Another case is if the debtor refuses that the contract was concluded at all. The outcome of non-execution of the written form then lies with the creditor. In court, he will not be able to rely on testimony, proving the fact of a loan. But he can provide other written documents that can confirm that the transaction was completed. This may be correspondence, bank payment documents and more.

But if the law explicitly establishes a rule stating that non-compliance with the written form will invalidate the agreement, then it will be declared null and void, even if all participants confirm its conclusion.

The form of a foreign economic transaction, that is, an agreement between individuals and legal entities of Russia with counterparties from other countries, must necessarily be a simple written one.

Certificate of notary

The notarial form of the transaction is established for certain types of it. So, a memorandum of association must be certified by a notary. The principle of invalidity in violation of the form also applies here.

The legislator does not allow violations by simplifying the established form. That is, if the requirement of notarization of the contract is established, then it cannot be simplified by compiling it in simple written form or in general verbally. Whereas the complication of the form is quite acceptable. That is, if the legislation allows for the conclusion of a certain transaction an oral form of the contract, then the parties may decide to draw it up in writing and even notarize it. Such actions of the participants will not cause any negative consequences for them.

transaction writing

There are also cases in which one party has already performed certain actions, partially or fully fulfilled its obligations under an agreement requiring a notary's certification. If the other party avoids such assurance, the judicial authorities at the request of the interested party may recognize such an agreement concluded. After such a court decision, it is not required to certify the transaction with a notary. At the same time, one should know that the period during which such a requirement can be brought to court should not exceed one year.

State registration

The regulatory legal acts of the Russian Federation have introduced certain requirements for certain transactions in the mandatory nature of their state registration. Legal consequences of such transactions arise only after this registration with the authorized body.

Registration helps to resolve several important issues. This, as mentioned, is the acquisition of all legal force. Also, a document issued by the registering authority will authentically confirm the rights of the participant that have passed to it under the agreement. In addition, state registration allows interested parties to familiarize themselves with such transactions. Of course, these persons should be granted such rights at the legislative level. This applies to fiscal authorities, law enforcement agencies, other organizations and individuals.

You can find some similarities in the notarization of contracts and in their state registration. However, they vary significantly.
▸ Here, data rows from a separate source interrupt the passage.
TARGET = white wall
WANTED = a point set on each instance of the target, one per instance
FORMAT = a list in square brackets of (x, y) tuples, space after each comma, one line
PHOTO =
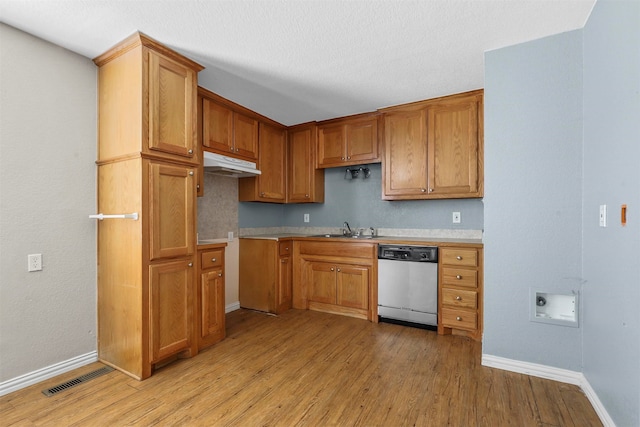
[(48, 124)]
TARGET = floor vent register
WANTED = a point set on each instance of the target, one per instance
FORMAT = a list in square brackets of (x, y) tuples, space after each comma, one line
[(74, 382)]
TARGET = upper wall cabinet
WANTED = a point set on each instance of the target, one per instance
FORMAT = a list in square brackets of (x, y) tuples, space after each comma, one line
[(226, 130), (271, 184), (165, 118), (348, 141), (434, 149), (305, 182)]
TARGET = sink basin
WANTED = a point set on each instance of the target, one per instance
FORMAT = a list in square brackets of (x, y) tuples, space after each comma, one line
[(342, 236)]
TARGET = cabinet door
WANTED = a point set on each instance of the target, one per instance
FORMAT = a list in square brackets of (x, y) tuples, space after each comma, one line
[(172, 192), (453, 148), (362, 140), (353, 286), (272, 163), (171, 307), (331, 146), (322, 282), (211, 307), (405, 168), (245, 136), (301, 164), (217, 127), (172, 106), (285, 284)]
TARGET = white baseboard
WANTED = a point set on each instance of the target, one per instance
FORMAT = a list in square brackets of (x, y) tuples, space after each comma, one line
[(45, 373), (232, 307), (551, 373)]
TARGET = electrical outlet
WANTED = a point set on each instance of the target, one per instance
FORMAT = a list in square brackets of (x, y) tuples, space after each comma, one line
[(34, 262)]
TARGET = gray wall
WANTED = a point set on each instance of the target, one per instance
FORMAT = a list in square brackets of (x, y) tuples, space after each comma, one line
[(611, 255), (533, 171), (47, 190), (359, 202)]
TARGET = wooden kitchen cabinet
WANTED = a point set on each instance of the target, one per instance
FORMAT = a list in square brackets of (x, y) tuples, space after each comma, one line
[(336, 278), (271, 184), (227, 130), (266, 274), (434, 149), (348, 141), (305, 183), (146, 164), (211, 302), (460, 282)]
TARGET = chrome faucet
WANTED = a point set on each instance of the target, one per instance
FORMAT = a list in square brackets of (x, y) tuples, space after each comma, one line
[(346, 226)]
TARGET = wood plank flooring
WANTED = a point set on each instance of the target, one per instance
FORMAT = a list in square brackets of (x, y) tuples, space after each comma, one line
[(305, 368)]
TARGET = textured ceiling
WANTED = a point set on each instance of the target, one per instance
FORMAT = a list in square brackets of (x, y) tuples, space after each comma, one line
[(300, 60)]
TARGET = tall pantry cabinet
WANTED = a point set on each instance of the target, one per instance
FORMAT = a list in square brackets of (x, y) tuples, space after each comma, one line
[(147, 163)]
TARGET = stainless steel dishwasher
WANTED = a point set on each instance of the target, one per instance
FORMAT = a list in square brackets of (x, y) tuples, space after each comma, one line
[(408, 285)]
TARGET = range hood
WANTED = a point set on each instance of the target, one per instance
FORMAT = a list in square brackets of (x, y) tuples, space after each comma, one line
[(228, 166)]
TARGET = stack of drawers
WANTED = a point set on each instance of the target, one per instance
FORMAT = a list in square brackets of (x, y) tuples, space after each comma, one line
[(460, 291)]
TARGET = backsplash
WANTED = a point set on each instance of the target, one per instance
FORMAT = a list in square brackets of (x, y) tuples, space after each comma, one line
[(218, 208)]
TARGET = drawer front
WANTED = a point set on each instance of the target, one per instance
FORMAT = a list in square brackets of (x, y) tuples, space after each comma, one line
[(285, 248), (460, 277), (455, 256), (459, 298), (459, 319), (211, 259)]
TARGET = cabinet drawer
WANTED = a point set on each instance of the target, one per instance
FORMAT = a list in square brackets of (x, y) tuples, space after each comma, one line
[(459, 298), (459, 319), (211, 259), (460, 277), (466, 257), (285, 248)]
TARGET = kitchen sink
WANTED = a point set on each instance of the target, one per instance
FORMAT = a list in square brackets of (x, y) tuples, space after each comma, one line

So, if notaries directly certify transactions, then the rights arising as a result of them are subject to state registration . Although in the usual sense, it is still said about the registration of transactions. Also, if the contract requires notarization, then this will not mean that it must be registered. And vice versa.

One of the most important objects of registration in the authorized body are real estate transactions. But there are other rights, occurrences, changes, the termination of which must be registered. For example, the emergence of ownership of vehicles.

Knowledge of the main nuances of civil law that defines the concept, types and forms of transactions will not only allow the parties to properly formulate their intentions and wills, but also insure against unforeseen unpleasant moments.